The Performance of Vulnerability
I was sitting in on a leadership offsite when the VP of product stood up, took a breath, and said, “I just want to be vulnerable here for a second. I’ve been really struggling with impostor syndrome lately.”
The room softened. A few people nodded. Someone said “thank you for sharing.” Everyone leaned back in their chairs with that look that says something meaningful just happened.
Nothing meaningful just happened.
I’ve watched this scene play out dozens of times across boardrooms, retreats, team meetings, and coaching circles. Someone announces they’re about to be vulnerable, shares something that’s already resolved or socially acceptable to admit, and the room rewards them with warmth. It feels like connection. It looks like trust. It is neither.
That’s performing vulnerability. It’s different from the real thing, and the difference matters more than most people realise.
Real vulnerability isn’t announcing that you’re about to be vulnerable. It’s not confessing to impostor syndrome in a room full of people who will only think more of you for saying it. It’s not sharing a struggle you’ve already processed and packaged into something the audience can comfortably absorb.
Real vulnerability is saying the thing that might actually cost you something.

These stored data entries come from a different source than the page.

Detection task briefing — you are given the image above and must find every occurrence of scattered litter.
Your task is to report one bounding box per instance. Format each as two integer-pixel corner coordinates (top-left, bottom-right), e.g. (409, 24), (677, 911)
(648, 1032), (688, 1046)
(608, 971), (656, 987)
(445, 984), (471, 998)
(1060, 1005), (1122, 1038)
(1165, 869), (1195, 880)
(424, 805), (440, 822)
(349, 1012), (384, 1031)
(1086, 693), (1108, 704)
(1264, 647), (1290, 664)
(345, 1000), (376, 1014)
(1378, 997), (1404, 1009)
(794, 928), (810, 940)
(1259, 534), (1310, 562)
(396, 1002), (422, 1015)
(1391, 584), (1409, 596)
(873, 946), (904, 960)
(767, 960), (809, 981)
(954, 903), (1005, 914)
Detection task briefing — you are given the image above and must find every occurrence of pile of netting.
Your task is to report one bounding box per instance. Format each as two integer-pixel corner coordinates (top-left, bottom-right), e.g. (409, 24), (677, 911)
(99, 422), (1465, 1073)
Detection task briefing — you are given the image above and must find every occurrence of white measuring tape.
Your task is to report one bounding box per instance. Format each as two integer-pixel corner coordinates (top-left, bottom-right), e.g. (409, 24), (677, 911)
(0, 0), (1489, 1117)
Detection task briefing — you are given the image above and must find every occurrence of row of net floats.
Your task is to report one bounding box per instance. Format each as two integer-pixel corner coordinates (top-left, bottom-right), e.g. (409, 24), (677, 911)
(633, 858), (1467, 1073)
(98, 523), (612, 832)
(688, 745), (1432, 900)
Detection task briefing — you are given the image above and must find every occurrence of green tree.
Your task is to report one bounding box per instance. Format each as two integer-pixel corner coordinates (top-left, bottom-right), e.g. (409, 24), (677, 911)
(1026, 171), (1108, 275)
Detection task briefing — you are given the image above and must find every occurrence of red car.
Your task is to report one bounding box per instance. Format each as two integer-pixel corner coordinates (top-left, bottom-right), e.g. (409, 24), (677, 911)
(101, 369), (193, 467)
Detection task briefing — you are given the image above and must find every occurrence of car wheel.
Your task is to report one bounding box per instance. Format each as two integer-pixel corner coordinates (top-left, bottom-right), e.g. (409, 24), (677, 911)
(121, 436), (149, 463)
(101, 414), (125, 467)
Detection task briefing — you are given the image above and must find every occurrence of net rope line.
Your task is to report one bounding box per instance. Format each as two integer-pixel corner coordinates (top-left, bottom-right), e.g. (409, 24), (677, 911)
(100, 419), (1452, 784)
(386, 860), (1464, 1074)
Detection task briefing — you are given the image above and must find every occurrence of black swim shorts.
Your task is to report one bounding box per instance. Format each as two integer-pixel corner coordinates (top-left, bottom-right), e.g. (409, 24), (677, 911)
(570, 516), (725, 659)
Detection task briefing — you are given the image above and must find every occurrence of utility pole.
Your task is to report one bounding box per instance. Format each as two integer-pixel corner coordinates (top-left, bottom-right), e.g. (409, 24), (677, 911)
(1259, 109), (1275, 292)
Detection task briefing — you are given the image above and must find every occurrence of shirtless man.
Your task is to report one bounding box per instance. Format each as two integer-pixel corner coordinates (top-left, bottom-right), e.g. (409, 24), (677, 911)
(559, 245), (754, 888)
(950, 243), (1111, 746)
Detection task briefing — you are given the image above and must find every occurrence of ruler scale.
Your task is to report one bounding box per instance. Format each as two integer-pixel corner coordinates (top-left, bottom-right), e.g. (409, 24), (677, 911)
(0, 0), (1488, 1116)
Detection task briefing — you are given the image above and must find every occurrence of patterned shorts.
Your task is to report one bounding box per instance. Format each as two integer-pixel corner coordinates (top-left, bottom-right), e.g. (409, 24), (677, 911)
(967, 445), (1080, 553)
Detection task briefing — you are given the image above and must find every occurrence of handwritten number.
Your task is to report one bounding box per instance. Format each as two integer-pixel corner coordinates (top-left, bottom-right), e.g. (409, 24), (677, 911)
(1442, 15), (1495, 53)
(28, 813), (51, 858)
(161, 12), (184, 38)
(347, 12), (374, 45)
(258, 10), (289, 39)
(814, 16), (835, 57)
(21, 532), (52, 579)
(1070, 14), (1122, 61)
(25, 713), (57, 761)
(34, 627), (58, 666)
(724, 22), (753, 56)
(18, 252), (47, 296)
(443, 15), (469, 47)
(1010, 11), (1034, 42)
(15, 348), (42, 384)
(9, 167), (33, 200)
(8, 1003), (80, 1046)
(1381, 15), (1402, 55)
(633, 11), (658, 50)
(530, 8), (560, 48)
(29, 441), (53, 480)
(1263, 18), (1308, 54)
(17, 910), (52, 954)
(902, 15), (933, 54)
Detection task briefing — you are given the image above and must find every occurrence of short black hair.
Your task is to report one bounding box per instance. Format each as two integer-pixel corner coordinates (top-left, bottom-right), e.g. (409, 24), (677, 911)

It’s telling your team you made a call you’re no longer confident in while the consequences are still unfolding. It’s admitting to your boss that you don’t know how to do something they assumed you could handle. It’s saying “I was wrong about this” before anyone else has pointed it out, while there’s still time for that admission to change how people see you.
That’s the stuff that makes your stomach drop. That’s the stuff you rehearse three times in your head before you say it out loud. That’s the stuff where you genuinely don’t know how the other person will react, and you say it anyway because the alternative is performing competence at the expense of the truth.
I had a client, a CEO, who demonstrated this distinction perfectly without intending to. His company was mid-pivot. The board had approved a strategy he’d championed for six months. Three months in, the data was telling him it wasn’t working. Not catastrophically, not yet, but the early signals were all pointing the wrong direction.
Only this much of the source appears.